RAY KELLY, FORMER NEW YORK POLICE COMMISSIONER: I think if you allow people to take over bridges and roadways it's only going to ultimately embolden them.

Here you have 35,000 uniformed officers. You don't have to make a lot of arrests. You can just prevent people from going on the bridge, prevent them from taking over a roadway or move them quickly.

But I think there is an issue if you tolerate a lot of things, and, of course, that impacts on other people's lives, too, that it will embolden them to do more.

(END VIDEO CLIP)

BANFIELD: Another voice weighing in this morning, former New York mayor Rudy Giuliani. He says that Mayor de Blasio has helped create an anti-police tone and that what happened was inevitable.

(BEGIN VIDEO CLIP)

RUDY GIULIANI, FORMER NEW YORK MAYOR: Let's give the police a break. I mean, this has been three months of anti-police hatred, rhetoric, anger. I don't hold the mayor responsible for this death, but three weeks ago, four weeks ago, I'm telling people, a cop is going to get shot here.

All this stuff that Sharpton is saying, all the stuff the mayor is saying, all this stuff Holder is saying, I know law enforcement better than I know anything. Somebody somewhere is going to shoot a cop.

(END VIDEO CLIP)

BANFIELD: As the NYPD mourns two of their own, police investigators are learning more about the shooter, the killer.

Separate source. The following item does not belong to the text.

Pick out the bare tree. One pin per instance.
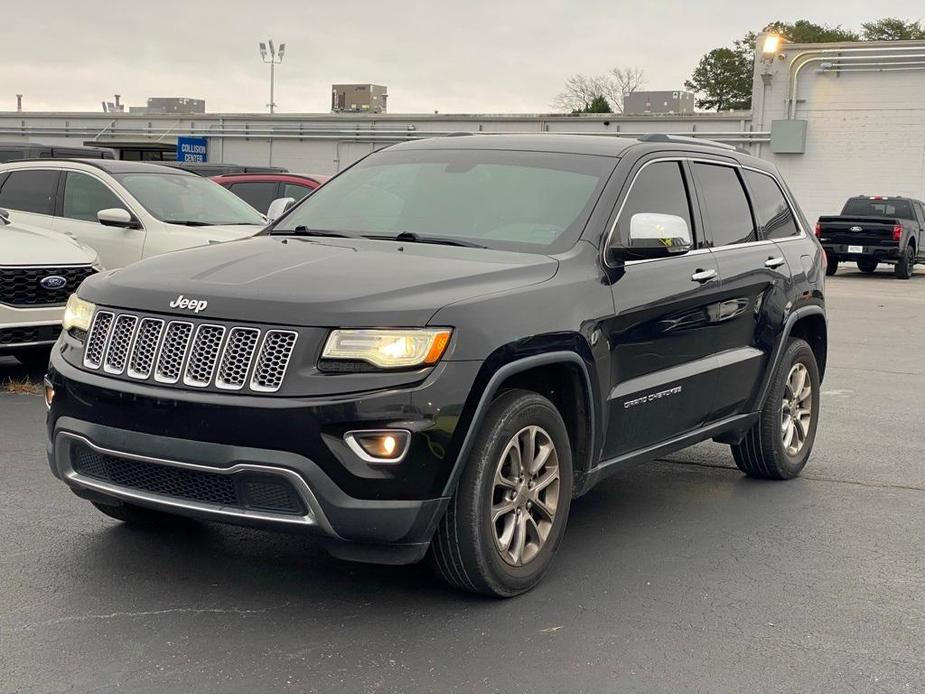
(581, 90)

Our Alexandra Field is following this investigation. She joins me live on the phone from Brooklyn.

Some of these facts are late-breaking, and they're fast-breaking as well, Alexandra. So what are you learning this morning?

ALEXANDRA FIELD, CNN CORRESPONDENT (via telephone): Yeah, that's right, Ashleigh. We've been digging into his background, and we know that this person had a lengthy rap sheet, some 19 arrests. He was in prison for two years. At one point he told a judge that he was suffering from mental health issues.

We're now hearing police who have been talking to his family members. His own mother told officers she was at times afraid of him, that he had been violent at times and that he was troubled. We know he was estranged, partially, from his family.

The rest of the story gets told by some of the social media posts, which police were quickly able to flag. Not only was he railing against police officers and laying out a plan for attack, but he was also expressing his hatred of the government, really spewing some of this stuff online.

We know that once he arrived here in Brooklyn, he spoke to two people on the street, and he directed them toward his social media accounts. He told them to check out his Instagram page and then warned them to watch what he was about to do.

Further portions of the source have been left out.